Hi Jack, the bam files were generated in a two step STAR run, using hg38. I guess you will have to take my word for it, since it was done in a script with many variables.

then converting bams to junc: image

clustering: image

differential splicing image

visualization image an example of the plot generated here: Screen Shot 2020-01-12 at 5 42 51 PM

visualize with LeafViz image

this is the result: Screen Shot 2020-01-12 at 5 47 54 PM

you can see that while a gene name appeared in the first shot, no gene names showed up by LeafViz.

thanks

jackhump commented 4 years ago

Curious. Can you paste over the first 10 lines of the perind_numers.counts.gz and the gencode_hg38.exons.txt files inside the annotation_codes/gencode_hg38 / folder please?

afadda91 commented 4 years ago

sure.. gencode_hg38_all_exons.txt chr start end strand gene_name chr1 11869 12227 + processed_transcript chr1 12613 12721 + processed_transcript chr1 13221 14409 + processed_transcript chr1 12010 12057 + transcribed_unprocessed_pseudogene chr1 12179 12227 + transcribed_unprocessed_pseudogene chr1 12613 12697 + transcribed_unprocessed_pseudogene chr1 12975 13052 + transcribed_unprocessed_pseudogene chr1 13221 13374 + transcribed_unprocessed_pseudogene chr1 13453 13670 + transcribed_unprocessed_pseudogene chr1 29534 29570 - unprocessed_pseudogene chr1 24738 24891 - unprocessed_pseudogene chr1 18268 18366 - unprocessed_pseudogene chr1 17915 18061 - unprocessed_pseudogene chr1 17606 17742 - unprocessed_pseudogene chr1 17233 17368 - unprocessed_pseudogene chr1 16858 17055 - unprocessed_pseudogene chr1 16607 16765 - unprocessed_pseudogene chr1 15796 15947 - unprocessed_pseudogene chr1 15005 15038 - unprocessed_pseudogene chr1 14404 14501 - unprocessed_pseudogene

perind_numers.counts.gz 0700356301 0700356291 0700356331 0700356311 0700356321 0700356341 chr2:219001:221464:clu_1_NA 5 0 0 0 0 1 chr2:219001:224864:clu_1_NA 11 7 6 16 6 4 chr2:219001:229966:clu_1_NA 19 12 13 10 16 6 chr2:224920:229966:clu_1_NA 15 7 6 14 10 2 chr2:231191:233101:clu_2_NA 15 13 10 14 5 13 chr2:231191:234160:clu_2_NA 1 0 1 1 1 1 chr2:233229:234160:clu_2_NA 27 13 10 11 16 20 chr2:253115:256207:clu_3_NA 2 1 0 0 0 2 chr2:253115:260085:clu_3_NA 7 2 5 5 1 6 chr2:253115:263984:clu_3_NA 1 2 2 0 2 1 chr2:271939:272037:clu_4_NA 39 81 50 40 38 35 chr2:271939:272192:clu_4_NA 13 2 4 5 8 7 chr2:272065:272192:clu_4_NA 2 8 2 7 7 2 chr2:272150:275140:clu_5_NA 23 39 30 28 26 19 chr2:272150:276980:clu_5_NA 1 3 1 1 1 1

afadda91 commented 4 years ago

Hi Jack, did you figure out the issue?

thanks

jackhump commented 4 years ago

Hi afadda91,

It looks like there's something wrong with your gencode_hg38_all_exons.txt file. Did you construct it yourself or did you download it? David hasn't been maintaining the downloaded example files very well 😛 . Try making it yourself from a GENCODE GTF file (here: ftp://ftp.ebi.ac.uk/pub/databases/gencode/Gencode_human/release_33/gencode.v33.annotation.gtf.gz) and using our included perl script (gtf2leafcutter.pl) to create it again.

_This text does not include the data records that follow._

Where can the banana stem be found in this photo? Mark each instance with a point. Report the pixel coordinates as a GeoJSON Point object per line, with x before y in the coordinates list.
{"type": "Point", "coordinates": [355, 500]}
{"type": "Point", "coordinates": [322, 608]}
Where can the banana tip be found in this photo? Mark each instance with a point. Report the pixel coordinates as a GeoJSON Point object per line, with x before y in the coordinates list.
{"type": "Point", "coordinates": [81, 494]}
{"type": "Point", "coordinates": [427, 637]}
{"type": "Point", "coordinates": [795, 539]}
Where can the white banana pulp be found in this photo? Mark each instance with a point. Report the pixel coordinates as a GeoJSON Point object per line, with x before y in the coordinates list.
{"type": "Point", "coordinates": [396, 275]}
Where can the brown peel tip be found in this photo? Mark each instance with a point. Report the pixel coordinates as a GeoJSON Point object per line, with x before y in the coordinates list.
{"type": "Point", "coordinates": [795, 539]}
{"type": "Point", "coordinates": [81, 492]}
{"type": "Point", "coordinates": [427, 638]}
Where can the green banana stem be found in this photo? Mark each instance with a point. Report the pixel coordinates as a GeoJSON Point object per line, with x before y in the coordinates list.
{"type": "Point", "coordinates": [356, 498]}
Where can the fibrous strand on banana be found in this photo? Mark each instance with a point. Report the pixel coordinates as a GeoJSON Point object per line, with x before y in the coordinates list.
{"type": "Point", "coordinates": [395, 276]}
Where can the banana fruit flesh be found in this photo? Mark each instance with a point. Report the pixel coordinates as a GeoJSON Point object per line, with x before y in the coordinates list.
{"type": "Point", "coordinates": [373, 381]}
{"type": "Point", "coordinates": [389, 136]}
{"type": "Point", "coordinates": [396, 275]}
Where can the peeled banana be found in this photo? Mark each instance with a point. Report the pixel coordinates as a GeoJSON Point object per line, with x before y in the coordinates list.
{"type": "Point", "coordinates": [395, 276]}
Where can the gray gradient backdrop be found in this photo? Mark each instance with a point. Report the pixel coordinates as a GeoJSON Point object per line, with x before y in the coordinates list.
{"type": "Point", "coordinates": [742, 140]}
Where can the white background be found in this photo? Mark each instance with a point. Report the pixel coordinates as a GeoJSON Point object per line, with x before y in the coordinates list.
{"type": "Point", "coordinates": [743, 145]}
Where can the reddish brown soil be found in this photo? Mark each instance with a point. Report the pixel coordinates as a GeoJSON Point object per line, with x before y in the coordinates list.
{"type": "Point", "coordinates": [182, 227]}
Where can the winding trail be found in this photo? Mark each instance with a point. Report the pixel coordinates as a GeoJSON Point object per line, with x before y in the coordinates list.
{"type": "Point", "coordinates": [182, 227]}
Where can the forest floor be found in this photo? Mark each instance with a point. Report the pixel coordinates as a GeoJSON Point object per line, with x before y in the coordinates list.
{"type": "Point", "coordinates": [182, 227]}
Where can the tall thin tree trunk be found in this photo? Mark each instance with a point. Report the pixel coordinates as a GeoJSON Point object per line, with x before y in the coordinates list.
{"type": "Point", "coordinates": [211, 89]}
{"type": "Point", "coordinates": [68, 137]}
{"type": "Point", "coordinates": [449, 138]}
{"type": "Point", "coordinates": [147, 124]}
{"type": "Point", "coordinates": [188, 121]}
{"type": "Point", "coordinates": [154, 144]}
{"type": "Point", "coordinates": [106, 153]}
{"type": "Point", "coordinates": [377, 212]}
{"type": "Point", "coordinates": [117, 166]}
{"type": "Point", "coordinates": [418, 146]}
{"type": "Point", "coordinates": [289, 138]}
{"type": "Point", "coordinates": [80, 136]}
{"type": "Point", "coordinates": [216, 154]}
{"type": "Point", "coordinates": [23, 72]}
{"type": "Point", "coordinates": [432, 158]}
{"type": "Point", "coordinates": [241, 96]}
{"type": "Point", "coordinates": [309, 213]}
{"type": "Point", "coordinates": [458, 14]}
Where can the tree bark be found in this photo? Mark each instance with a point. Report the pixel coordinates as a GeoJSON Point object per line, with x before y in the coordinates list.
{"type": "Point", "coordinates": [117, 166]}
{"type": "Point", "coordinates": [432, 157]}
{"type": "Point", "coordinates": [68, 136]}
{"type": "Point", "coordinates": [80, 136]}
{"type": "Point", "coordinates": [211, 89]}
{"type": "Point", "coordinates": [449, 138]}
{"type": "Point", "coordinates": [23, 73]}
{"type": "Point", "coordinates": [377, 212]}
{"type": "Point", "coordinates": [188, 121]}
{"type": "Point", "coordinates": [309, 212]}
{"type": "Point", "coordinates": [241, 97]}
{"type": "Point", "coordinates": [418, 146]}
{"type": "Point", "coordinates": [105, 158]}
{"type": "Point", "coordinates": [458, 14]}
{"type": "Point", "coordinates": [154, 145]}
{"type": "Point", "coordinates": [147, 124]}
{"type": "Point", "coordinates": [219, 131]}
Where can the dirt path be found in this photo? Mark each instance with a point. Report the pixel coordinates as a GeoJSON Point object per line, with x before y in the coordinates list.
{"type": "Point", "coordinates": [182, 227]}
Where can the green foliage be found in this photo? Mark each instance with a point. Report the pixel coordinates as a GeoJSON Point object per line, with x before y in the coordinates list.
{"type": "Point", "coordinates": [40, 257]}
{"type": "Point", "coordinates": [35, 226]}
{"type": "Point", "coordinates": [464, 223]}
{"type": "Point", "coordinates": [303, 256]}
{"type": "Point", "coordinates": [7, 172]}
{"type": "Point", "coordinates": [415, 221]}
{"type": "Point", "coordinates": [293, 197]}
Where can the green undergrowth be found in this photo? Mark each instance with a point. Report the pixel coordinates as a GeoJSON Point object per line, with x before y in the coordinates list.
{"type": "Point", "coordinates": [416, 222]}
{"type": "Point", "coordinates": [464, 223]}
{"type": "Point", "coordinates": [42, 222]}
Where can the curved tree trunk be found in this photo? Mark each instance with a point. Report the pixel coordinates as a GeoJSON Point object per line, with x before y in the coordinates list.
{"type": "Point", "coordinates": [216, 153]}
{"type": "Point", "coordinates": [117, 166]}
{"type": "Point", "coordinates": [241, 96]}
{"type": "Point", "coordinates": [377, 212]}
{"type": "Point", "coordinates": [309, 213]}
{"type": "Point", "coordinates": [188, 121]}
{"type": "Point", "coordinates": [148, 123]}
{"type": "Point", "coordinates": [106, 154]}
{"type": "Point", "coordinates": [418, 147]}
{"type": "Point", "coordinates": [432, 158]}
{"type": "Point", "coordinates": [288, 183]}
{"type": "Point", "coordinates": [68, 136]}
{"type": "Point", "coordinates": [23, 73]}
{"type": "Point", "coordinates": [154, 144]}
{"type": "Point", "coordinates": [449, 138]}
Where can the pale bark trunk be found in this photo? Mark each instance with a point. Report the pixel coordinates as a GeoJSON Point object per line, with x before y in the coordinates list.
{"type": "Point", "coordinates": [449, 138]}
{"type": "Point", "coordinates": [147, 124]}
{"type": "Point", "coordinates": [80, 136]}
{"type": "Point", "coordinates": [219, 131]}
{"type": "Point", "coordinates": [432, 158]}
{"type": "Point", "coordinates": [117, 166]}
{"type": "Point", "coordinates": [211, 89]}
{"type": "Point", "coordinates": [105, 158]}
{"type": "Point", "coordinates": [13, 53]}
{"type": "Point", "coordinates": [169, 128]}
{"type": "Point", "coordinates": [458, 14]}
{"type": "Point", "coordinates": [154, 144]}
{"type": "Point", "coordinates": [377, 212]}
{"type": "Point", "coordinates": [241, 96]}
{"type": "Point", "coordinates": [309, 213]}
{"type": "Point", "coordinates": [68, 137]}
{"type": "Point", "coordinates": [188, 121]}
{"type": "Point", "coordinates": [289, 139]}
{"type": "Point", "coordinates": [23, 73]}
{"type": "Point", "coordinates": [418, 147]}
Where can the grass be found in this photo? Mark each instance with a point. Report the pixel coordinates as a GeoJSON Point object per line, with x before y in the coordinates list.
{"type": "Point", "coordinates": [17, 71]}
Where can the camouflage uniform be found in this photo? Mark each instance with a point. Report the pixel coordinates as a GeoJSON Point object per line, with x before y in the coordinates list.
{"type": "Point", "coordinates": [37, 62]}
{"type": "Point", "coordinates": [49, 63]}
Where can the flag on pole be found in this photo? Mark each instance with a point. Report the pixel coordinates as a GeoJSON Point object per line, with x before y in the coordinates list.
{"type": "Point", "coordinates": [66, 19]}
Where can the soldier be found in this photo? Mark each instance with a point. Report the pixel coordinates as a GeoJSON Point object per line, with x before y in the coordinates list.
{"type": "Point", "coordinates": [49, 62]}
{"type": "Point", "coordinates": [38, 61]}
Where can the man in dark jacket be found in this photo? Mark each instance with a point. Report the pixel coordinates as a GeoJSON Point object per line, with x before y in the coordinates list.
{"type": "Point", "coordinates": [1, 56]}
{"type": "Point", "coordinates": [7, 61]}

Let me know how you get on. Sorry for the delay!

afadda91 commented 4 years ago

thanks a lot Jack. it worked to an extent. i still get some unlabeled genes.

Screen Shot 2020-01-28 at 12 58 11 PM
afadda91 commented 4 years ago

one more question, what do you consider a differentially spliced site in terms of delta PSI?

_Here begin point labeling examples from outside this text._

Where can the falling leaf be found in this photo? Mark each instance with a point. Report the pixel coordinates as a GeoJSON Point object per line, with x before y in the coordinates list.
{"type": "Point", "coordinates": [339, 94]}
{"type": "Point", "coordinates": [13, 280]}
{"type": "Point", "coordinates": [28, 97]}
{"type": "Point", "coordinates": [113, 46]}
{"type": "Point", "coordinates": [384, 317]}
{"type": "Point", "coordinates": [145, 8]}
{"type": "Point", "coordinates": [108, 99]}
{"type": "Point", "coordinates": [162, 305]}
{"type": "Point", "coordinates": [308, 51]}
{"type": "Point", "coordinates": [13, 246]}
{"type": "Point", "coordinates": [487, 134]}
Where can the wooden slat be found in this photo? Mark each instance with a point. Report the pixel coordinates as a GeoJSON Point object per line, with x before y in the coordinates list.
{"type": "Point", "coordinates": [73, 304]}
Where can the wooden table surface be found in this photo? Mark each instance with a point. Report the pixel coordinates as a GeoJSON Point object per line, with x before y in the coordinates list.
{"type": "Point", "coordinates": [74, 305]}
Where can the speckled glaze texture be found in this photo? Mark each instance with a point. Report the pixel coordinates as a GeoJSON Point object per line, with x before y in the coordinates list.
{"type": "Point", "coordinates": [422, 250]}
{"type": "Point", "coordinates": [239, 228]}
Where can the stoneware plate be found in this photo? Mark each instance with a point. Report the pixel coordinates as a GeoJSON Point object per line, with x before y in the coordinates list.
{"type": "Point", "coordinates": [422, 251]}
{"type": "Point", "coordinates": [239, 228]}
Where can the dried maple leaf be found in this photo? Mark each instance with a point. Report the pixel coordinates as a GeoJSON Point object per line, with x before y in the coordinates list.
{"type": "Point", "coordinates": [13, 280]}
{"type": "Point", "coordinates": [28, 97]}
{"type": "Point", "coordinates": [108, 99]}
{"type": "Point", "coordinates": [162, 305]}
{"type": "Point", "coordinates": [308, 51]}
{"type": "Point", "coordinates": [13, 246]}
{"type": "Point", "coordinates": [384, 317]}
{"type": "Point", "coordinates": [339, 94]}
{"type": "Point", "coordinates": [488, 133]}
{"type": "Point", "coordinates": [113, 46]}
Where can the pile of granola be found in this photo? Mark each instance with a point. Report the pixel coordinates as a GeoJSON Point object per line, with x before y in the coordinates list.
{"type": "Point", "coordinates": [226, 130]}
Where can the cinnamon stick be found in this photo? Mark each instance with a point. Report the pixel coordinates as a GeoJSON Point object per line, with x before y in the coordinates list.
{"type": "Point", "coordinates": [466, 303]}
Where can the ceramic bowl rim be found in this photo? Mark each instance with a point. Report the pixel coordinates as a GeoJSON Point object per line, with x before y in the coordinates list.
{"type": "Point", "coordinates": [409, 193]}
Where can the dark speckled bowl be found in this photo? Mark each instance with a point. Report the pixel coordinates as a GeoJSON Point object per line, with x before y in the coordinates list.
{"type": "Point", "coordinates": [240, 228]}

jackhump commented 4 years ago

You always get some unlabelled genes. Those in your screen shot look like artifacts with so many junctions.

For dPSI, the standard is a 10% change as that's about the limit for how small a change you can reliably validate with RT-PCR. But it depends on your dataset and what you'd expect to see. If you have a splicing factor knockdown in a cell line or you're comparing two very different tissues you may see dPSI of 50%-100%. But if you're looking in a big human cohort comparing some disease where splicing is indirectly involved you may only find changes of a few %, even if they have very low adjusted P values.

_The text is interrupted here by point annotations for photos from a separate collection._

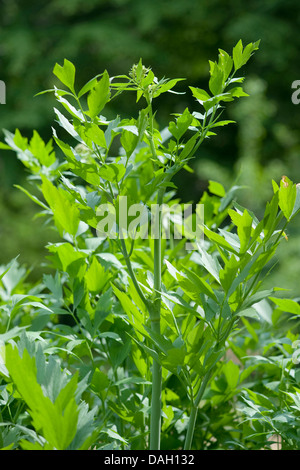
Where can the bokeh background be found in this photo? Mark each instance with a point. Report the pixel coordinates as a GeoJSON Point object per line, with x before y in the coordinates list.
{"type": "Point", "coordinates": [176, 38]}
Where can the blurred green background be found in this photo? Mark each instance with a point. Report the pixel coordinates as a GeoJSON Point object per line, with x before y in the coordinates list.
{"type": "Point", "coordinates": [176, 38]}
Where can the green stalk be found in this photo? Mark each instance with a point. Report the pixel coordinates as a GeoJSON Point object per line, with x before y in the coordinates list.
{"type": "Point", "coordinates": [155, 420]}
{"type": "Point", "coordinates": [155, 417]}
{"type": "Point", "coordinates": [193, 414]}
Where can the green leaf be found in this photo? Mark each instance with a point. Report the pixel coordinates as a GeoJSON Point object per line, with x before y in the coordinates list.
{"type": "Point", "coordinates": [43, 152]}
{"type": "Point", "coordinates": [182, 124]}
{"type": "Point", "coordinates": [216, 81]}
{"type": "Point", "coordinates": [244, 228]}
{"type": "Point", "coordinates": [112, 171]}
{"type": "Point", "coordinates": [216, 188]}
{"type": "Point", "coordinates": [194, 285]}
{"type": "Point", "coordinates": [200, 94]}
{"type": "Point", "coordinates": [237, 54]}
{"type": "Point", "coordinates": [287, 305]}
{"type": "Point", "coordinates": [66, 74]}
{"type": "Point", "coordinates": [97, 136]}
{"type": "Point", "coordinates": [99, 96]}
{"type": "Point", "coordinates": [96, 277]}
{"type": "Point", "coordinates": [56, 421]}
{"type": "Point", "coordinates": [66, 214]}
{"type": "Point", "coordinates": [287, 197]}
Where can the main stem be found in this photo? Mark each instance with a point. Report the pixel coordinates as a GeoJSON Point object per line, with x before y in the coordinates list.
{"type": "Point", "coordinates": [193, 414]}
{"type": "Point", "coordinates": [155, 419]}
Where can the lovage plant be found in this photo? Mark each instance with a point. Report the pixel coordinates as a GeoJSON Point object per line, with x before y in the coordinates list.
{"type": "Point", "coordinates": [151, 290]}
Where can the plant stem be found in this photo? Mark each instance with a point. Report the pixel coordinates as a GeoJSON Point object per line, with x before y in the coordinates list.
{"type": "Point", "coordinates": [194, 411]}
{"type": "Point", "coordinates": [155, 421]}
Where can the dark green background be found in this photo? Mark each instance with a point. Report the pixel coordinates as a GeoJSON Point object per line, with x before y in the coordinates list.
{"type": "Point", "coordinates": [176, 38]}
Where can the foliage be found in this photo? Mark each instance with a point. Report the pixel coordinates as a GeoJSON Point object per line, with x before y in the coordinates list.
{"type": "Point", "coordinates": [119, 349]}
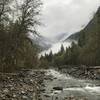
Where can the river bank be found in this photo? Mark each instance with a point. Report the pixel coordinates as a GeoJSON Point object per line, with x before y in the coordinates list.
{"type": "Point", "coordinates": [81, 72]}
{"type": "Point", "coordinates": [60, 86]}
{"type": "Point", "coordinates": [23, 85]}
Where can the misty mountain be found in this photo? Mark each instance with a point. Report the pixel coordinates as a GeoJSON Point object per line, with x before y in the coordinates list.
{"type": "Point", "coordinates": [90, 28]}
{"type": "Point", "coordinates": [43, 42]}
{"type": "Point", "coordinates": [60, 37]}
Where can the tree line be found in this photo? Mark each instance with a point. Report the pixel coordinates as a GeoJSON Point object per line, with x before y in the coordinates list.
{"type": "Point", "coordinates": [17, 19]}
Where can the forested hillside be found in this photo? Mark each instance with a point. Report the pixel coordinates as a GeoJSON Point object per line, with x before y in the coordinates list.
{"type": "Point", "coordinates": [16, 21]}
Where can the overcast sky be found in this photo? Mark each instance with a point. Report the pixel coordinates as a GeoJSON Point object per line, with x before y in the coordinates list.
{"type": "Point", "coordinates": [66, 16]}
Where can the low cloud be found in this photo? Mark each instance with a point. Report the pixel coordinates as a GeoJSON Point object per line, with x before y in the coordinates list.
{"type": "Point", "coordinates": [66, 16]}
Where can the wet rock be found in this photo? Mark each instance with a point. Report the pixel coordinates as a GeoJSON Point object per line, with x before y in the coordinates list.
{"type": "Point", "coordinates": [58, 88]}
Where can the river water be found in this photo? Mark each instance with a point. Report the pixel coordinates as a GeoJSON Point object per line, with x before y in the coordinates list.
{"type": "Point", "coordinates": [71, 87]}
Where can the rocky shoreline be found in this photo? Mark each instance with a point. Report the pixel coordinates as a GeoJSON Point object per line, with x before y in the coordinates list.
{"type": "Point", "coordinates": [82, 72]}
{"type": "Point", "coordinates": [24, 85]}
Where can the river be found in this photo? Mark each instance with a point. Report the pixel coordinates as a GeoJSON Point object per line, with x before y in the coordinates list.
{"type": "Point", "coordinates": [71, 88]}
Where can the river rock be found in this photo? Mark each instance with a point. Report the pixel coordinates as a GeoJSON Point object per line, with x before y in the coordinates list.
{"type": "Point", "coordinates": [58, 88]}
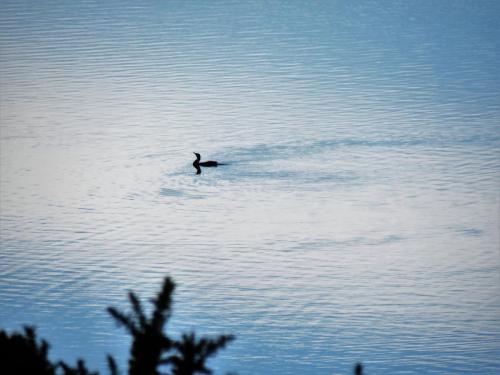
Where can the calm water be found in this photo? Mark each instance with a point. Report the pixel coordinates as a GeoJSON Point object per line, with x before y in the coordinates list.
{"type": "Point", "coordinates": [358, 218]}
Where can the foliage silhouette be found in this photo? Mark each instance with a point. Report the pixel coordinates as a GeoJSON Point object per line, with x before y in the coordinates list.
{"type": "Point", "coordinates": [148, 339]}
{"type": "Point", "coordinates": [150, 343]}
{"type": "Point", "coordinates": [20, 353]}
{"type": "Point", "coordinates": [151, 349]}
{"type": "Point", "coordinates": [193, 353]}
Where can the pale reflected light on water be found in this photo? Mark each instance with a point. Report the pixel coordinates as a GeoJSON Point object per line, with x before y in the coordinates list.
{"type": "Point", "coordinates": [356, 220]}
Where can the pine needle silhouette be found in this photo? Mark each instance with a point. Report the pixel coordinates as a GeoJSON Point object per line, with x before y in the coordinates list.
{"type": "Point", "coordinates": [148, 339]}
{"type": "Point", "coordinates": [22, 354]}
{"type": "Point", "coordinates": [192, 353]}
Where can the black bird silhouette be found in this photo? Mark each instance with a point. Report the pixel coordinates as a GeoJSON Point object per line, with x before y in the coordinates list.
{"type": "Point", "coordinates": [209, 163]}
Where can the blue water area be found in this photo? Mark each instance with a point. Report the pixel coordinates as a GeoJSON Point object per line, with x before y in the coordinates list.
{"type": "Point", "coordinates": [356, 218]}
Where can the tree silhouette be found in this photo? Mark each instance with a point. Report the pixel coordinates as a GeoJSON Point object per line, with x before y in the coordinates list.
{"type": "Point", "coordinates": [148, 339]}
{"type": "Point", "coordinates": [22, 354]}
{"type": "Point", "coordinates": [152, 348]}
{"type": "Point", "coordinates": [192, 353]}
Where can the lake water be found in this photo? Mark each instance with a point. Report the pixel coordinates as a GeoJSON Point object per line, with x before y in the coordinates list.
{"type": "Point", "coordinates": [357, 218]}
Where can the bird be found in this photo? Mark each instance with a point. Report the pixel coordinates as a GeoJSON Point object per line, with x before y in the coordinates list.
{"type": "Point", "coordinates": [209, 163]}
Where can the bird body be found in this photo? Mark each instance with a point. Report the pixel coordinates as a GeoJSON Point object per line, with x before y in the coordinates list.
{"type": "Point", "coordinates": [209, 163]}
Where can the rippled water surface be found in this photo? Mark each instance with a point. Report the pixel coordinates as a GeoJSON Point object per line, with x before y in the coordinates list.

eternalapple commented 4 years ago

Hi, I have got the *significance.txt file, but it is not annotated(column "gene" is missing). Could you tell me how to annotate the intron cluster? Thanks! @jackhump @afadda91 @jungminchoilab

jackhump commented 4 years ago

Hi! You can use prepare_results.R as above to annotate each cluster with a gene name. Make sure to create the annotation file yourself using our perl script.